Um capítulo muito importante é o que se refere à formação humana e cristã dos filhos da nova união. Torná-los partícipes de todo o conteúdo da sabedoria do Evangelho, segundo o ensinamento da Igreja, é uma obra que prepara maravilhosamente os corações dos pais para receber a força e a clareza necessárias para superarem as dificuldades reais, que existem no seu caminho, e para readquirirem a plena transparência do mistério de Cristo, que o matrimónio cristão significa e realiza. Uma tarefa especial, difícil mas necessária, refere-se também aos outros membros que, de igual modo, fazem parte, em medida mais ou menos estreita, da família. Esses, com uma proximidade que não pode ser confundida com a condescendência, venham em auxílio dos seus entes queridos e, de modo particular, dos filhos que, devido à tenra idade, ressentem maiormente os contragolpes das vicissitudes dos pais.
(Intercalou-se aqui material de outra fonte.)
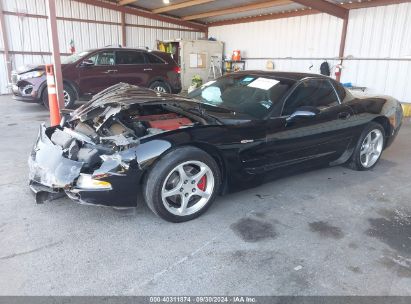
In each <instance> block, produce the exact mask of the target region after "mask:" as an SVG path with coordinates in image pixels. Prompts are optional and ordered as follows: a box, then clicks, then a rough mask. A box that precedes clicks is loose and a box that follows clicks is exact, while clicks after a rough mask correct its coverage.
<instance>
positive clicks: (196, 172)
mask: <svg viewBox="0 0 411 304" xmlns="http://www.w3.org/2000/svg"><path fill="white" fill-rule="evenodd" d="M220 184H221V174H220V170H219V168H218V166H217V163H216V162H215V160H214V159H213V158H212V157H211V156H210V155H209V154H207V153H206V152H204V151H203V150H200V149H198V148H195V147H183V148H178V149H176V150H174V151H172V152H170V153H168V154H167V155H165V156H164V157H163V158H162V159H161V160H160V161H158V163H156V164H155V165H154V167H153V168H152V170H151V171H150V172H149V174H148V176H147V178H146V180H145V183H144V187H143V195H144V198H145V200H146V203H147V205H148V207H149V208H150V209H151V210H152V211H153V212H154V213H155V214H157V215H158V216H160V217H161V218H163V219H165V220H166V221H169V222H174V223H179V222H186V221H189V220H192V219H194V218H196V217H198V216H200V215H201V214H202V213H204V212H205V211H206V210H207V209H208V208H209V207H210V205H211V204H212V202H213V200H214V199H215V196H216V194H217V193H218V188H219V186H220Z"/></svg>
Caros Irmãos e Irmãs, a recomendação que brota hoje do meu coração é que tenhais confiança em todos aqueles que vivem em situações tão dramáticas e dolorosas. Não se deve cessar de «esperar contra toda a esperança» (Rm. 4, 18), que também os que se encontram numa situação não de acordo com a vontade do Senhor possam obter de Deus a salvação, se souberem perseverar na oração, na penitência e no amor verdadeiro.
5. Por fim, agradeço-vos a vossa colaboração na preparação do segundo Encontro Mundial das Famílias, que se realizará no Rio de Janeiro, nos dias 4 e 5 do próximo mês de Outubro. Às famílias do mundo dirijo o meu convite paterno a prepararem, na oração e na reflexão, este Encontro. Para as famílias que não puderem ir a esse encontro, sei que foi preparado um instrumento útil para todos: trata-se de catequeses que servirão para iluminar os grupos paroquiais, as associações, os movimentos familiares, favorecendo uma digna interiorização dos grandes temas concernentes à família.
Asseguro-vos a lembrança na minha oração, a fim de que os vossos trabalhos contribuam para restituir ao sacramento do matrimónio toda aquela carga de alegria e de perene vigor, que lhe conferiu o Senhor elevando-o à dignidade de sacramento.
Ao desejar-vos que sejais testemunhas generosas e atentas da solicitude da Igreja para com as famílias, de coração vos concedo a minha Bênção, que faço extensiva a todas as pessoas que vos são queridas.